Darsteller:Steven Seagal, Michelle Goh, Corey Johnson, Kato Dobo, Elaine Tan, Tom Wu, Bruce Wang, Ozzie Yue Fang, Chike Chan, Hon Ping Tang, Dave Wong, Chaoi Kheng Ben, Michael T. Reynolds, Ray Charleson, Michael Junior Harvey, Edward Cox, Che Kim Fai, Li Hou Kai, Zhang Wei Guo, Mashbat Uchroel, Gyo Shao Heng, Shang Lui, David Tan Gambator, Giselle Cherniak, Eloise Anderson, Jia Ji Yu, Raicho Vasielv, Chris Pavlo
Vertrieb:Starmedia / Bronson
Norm:PAL
Regionalcode:2



Inhalt
Archäologe Robert Burns plant kostbare Artefakte aus Ostchina per Schiff nach Übersee zu transportieren. Als er zufällig entdeckt, dass die Chinesische Mafia - die Tong - seine Schiffspassage zum Drogenschmuggel missbrauchen will, muss er fliehen. Dabei wird sein Assistent ermordet - Burns landet dafür im Knast! Als Köder für die Tong kommt er wieder frei. Doch die Mafia bedroht nicht nur sein Leben, sondern auch das seiner Frau!

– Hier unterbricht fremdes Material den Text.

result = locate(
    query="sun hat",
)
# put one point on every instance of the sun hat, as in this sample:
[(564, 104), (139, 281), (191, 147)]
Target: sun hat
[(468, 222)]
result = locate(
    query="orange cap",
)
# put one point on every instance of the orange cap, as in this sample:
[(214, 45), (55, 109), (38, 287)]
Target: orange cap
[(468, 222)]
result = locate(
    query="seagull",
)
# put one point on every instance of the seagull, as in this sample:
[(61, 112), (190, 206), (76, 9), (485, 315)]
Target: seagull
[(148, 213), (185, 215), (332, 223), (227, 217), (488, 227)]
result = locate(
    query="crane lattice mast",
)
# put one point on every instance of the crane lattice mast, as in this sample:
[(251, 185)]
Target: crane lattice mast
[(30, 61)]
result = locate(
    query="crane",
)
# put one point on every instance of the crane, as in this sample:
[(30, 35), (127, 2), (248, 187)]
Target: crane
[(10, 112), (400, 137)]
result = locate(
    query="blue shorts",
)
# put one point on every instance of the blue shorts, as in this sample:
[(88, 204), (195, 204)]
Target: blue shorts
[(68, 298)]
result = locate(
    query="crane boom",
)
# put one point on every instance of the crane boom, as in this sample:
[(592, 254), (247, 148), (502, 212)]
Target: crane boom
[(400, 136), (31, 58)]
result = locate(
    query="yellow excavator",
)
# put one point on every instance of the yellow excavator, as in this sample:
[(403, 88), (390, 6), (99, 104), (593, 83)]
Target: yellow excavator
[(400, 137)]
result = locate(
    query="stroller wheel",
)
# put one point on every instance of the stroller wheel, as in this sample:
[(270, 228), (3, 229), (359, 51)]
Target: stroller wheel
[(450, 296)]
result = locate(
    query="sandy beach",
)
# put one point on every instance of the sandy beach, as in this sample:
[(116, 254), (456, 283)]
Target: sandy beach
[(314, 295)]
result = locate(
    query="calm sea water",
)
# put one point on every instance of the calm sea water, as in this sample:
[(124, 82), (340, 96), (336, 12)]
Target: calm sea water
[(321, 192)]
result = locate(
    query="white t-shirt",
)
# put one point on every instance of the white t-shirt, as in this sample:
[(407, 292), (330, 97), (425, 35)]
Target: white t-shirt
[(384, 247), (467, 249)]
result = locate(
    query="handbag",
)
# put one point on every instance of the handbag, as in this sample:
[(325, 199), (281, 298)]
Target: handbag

Aber - niemand wusste von Burns mörderischen Material-Arts-Künsten ...

Bild
Format1.85:1 (anamorph)
NormPAL
 Abgesehen davon, dass der Regisseur hier mit vielen verschiedenen Farbstilen arbeitet und somit eine wechselhafte Farbgebung bietet, erscheinen diese zu jedem Zeitpunkt natürlich und dem Stilmittel angepasst sehr kräftig. Von warmen Brauntönen bis hin zu einem kühlen Blau wird uns so ziemlich alles geboten. Der Kontrast leistet eine saubere Arbeit, wirkt jedoch je nach Farbfiltereinsatz etwas zu hart und auch der Schwarzwert scheint nicht immer optimal. Die Schärfe hierbei ist überdurchschnittlich gut ausgefallen, wirkt insgesamt aber noch eine Spur zu unscharf. Im Hintergrund zeichnet sich noch dezentes Blockrauschen ab, dafür geben die Kompressionen aber keinen Grund zur Klage, lediglich leichtes Nachziehen stört etwas in schnellen Bewegungen, sowie leichte stehende Rauschmuster, welche zu Lasten der Schärfe gehen. Kratzer und Verschmutzungen fallen hierbei kaum auf.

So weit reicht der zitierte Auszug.